Our study shows a 5-year overall survival from diagnosis and overall survival after salvage surgery of 44.20 and 37.90% respectively, which are similar to other studies 6 54. It is interesting that the specific survival after salvage surgery (45.70%) is higher than overall survival. This might be explained by the fact that these patients usually suffer from other concomitant diseases which may compromise survival. We found no significant difference regarding resection margins for salvage surgery. A British study of 352 patients with recurrent head and neck squamous cell carcinoma who underwent salvage surgery found no significance difference in 5-year survival between patients with positive margins and those with negative margins 55. As explained by those authors, a negative resection margin does not guarantee residual tumour is not present within unresected tissue. Although margins are always carefully studied, they form a three-dimensional structure and hence it is possible that tumour cells may be missed by the pathologist as a result of sampling errors during preparation of specimens. Recurrent disease, moreover, differs from primary malignancy in that it is typically infiltrative and multifocal, and spreads broadly in microscopic deposits that may be outside the initial radiated or operative field 56. These small foci are undetectable on imaging or clinical exam, but can lead to treatment failures or geographic radiotherapy misses. However, there are some studies in which resections margins did have a significant impact on survival 19 30.

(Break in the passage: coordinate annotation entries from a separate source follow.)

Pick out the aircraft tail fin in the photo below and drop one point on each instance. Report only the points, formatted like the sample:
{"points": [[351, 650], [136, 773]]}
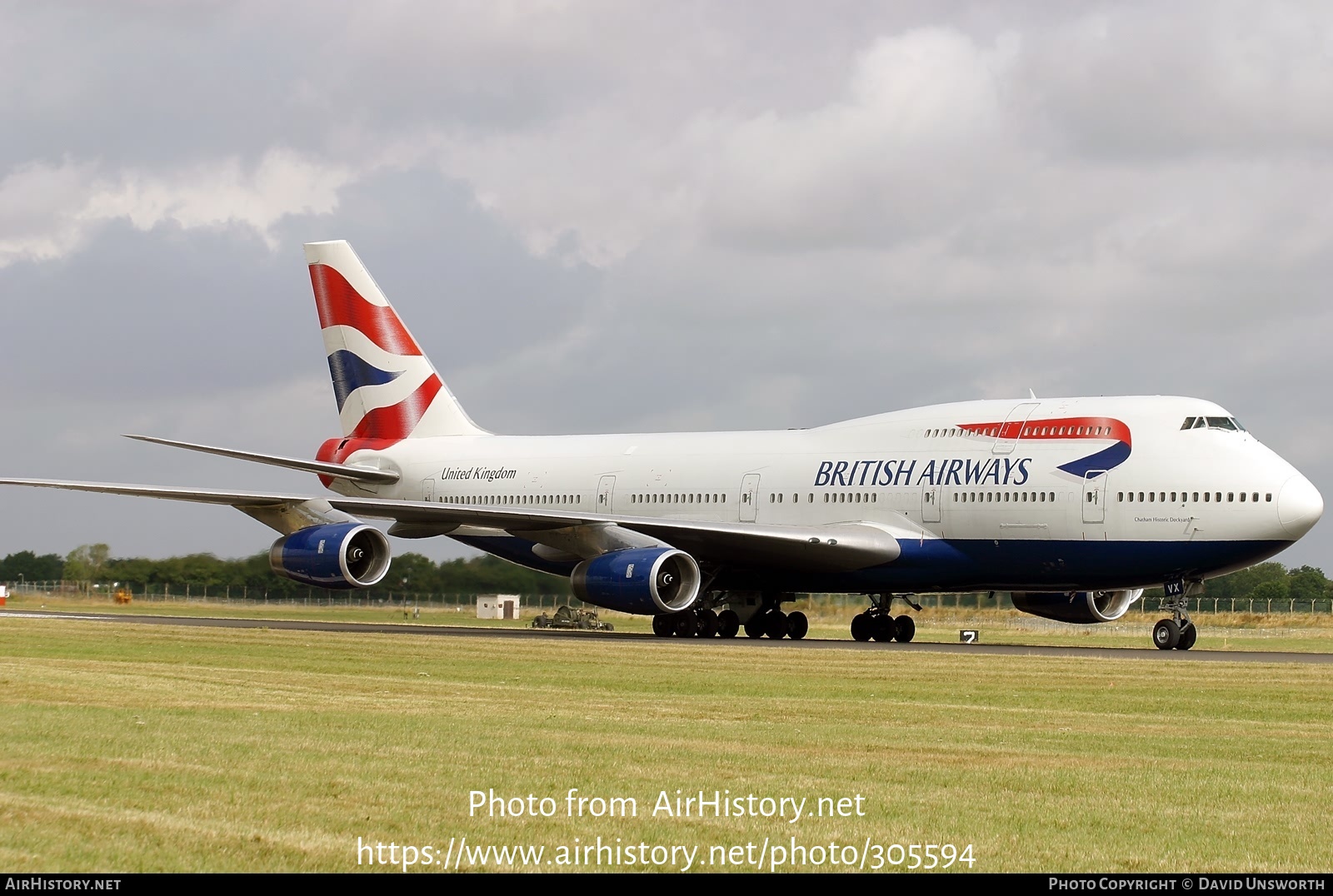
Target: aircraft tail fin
{"points": [[386, 387]]}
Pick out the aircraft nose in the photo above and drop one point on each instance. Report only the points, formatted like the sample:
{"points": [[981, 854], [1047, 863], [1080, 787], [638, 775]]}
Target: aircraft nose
{"points": [[1299, 505]]}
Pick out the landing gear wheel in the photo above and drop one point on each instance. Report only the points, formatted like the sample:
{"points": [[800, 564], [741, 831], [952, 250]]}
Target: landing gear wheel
{"points": [[1166, 635], [728, 623], [686, 625], [706, 623], [906, 628]]}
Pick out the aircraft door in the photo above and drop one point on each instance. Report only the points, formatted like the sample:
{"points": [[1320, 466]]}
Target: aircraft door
{"points": [[1095, 496], [750, 498], [930, 503], [1012, 427]]}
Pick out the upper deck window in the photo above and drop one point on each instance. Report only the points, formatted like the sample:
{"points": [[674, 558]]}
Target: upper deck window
{"points": [[1231, 424]]}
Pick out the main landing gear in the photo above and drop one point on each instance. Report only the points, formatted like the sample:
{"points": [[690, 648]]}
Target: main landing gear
{"points": [[1179, 632], [880, 625], [770, 620], [766, 620]]}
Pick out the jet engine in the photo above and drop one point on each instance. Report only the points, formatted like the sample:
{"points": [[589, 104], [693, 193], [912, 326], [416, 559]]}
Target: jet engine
{"points": [[639, 580], [339, 555], [1083, 607]]}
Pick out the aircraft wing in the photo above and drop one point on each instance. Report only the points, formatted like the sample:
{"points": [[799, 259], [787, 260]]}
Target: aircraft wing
{"points": [[835, 547]]}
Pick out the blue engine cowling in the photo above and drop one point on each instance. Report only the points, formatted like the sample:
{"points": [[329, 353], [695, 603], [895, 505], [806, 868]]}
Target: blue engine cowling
{"points": [[640, 580], [1081, 607], [340, 555]]}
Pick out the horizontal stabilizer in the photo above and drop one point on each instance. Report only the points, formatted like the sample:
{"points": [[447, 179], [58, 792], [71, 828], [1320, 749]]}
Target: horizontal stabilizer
{"points": [[324, 468]]}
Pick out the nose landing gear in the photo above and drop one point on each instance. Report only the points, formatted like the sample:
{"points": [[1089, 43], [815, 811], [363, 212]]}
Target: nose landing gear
{"points": [[1177, 632]]}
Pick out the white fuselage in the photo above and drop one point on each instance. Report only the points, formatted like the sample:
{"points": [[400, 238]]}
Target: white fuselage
{"points": [[983, 478]]}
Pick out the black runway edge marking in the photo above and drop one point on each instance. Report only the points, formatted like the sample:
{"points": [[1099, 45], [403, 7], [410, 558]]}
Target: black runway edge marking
{"points": [[470, 631]]}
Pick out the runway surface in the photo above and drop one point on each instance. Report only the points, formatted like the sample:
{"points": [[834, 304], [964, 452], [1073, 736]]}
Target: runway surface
{"points": [[740, 643]]}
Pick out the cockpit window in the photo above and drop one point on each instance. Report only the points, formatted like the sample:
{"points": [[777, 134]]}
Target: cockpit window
{"points": [[1231, 424]]}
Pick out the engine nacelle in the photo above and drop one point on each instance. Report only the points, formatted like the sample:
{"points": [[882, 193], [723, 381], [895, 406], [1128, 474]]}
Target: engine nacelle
{"points": [[339, 555], [1081, 607], [639, 580]]}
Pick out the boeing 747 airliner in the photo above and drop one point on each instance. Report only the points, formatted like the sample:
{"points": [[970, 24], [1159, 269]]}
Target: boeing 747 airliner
{"points": [[1075, 505]]}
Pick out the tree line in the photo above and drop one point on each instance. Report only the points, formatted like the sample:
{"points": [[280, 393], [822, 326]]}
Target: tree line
{"points": [[412, 572]]}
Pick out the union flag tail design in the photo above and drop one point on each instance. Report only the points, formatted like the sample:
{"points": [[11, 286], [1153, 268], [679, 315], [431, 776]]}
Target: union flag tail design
{"points": [[386, 387]]}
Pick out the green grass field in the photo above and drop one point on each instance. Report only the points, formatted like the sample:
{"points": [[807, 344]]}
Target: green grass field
{"points": [[146, 749], [1217, 631]]}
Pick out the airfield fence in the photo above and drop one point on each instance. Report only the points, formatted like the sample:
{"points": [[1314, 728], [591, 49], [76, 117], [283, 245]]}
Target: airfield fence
{"points": [[157, 592]]}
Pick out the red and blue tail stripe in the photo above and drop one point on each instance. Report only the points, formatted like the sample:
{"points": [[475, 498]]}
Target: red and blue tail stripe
{"points": [[1077, 430]]}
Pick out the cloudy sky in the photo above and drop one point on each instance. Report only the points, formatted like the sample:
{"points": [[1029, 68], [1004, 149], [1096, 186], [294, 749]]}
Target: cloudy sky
{"points": [[611, 215]]}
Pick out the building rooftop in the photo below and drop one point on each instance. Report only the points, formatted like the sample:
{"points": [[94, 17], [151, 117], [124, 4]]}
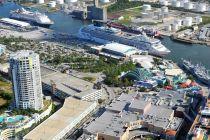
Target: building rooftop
{"points": [[15, 22], [46, 71], [68, 84], [116, 47], [71, 110], [23, 53], [139, 104], [110, 123]]}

The most important limitation of our study is that it is retrospective. The major criticism of retrospective studies is that the data collected were not originally designed for a research application. Therefore, some factors responsible for the treatment outcomes might be omitted in the analysis, thereby contributing to bias 24. We encourage further prospective studies to validate the available data from this and previous investigations.

Conclusions

Despite the severe complications of salvage surgery, it remains the best option to treat recurrences of advanced head and neck squamous cell carcinoma after organ preservation protocols. Pharyngocutaneous fistula remains the main complication after surgery, but the use of either locoregional or free flaps seems to reduce its frequency and severity. The final decision for treatment of pharyngolaryngeal recurrences depends on the experience acquired by the medical group in charge of each case. Therefore, further studies are required to define standard protocols to provide the best option treatment. New modalities of treatment such as intensity-modulated radiation therapy may be included to improve the results of salvage surgery.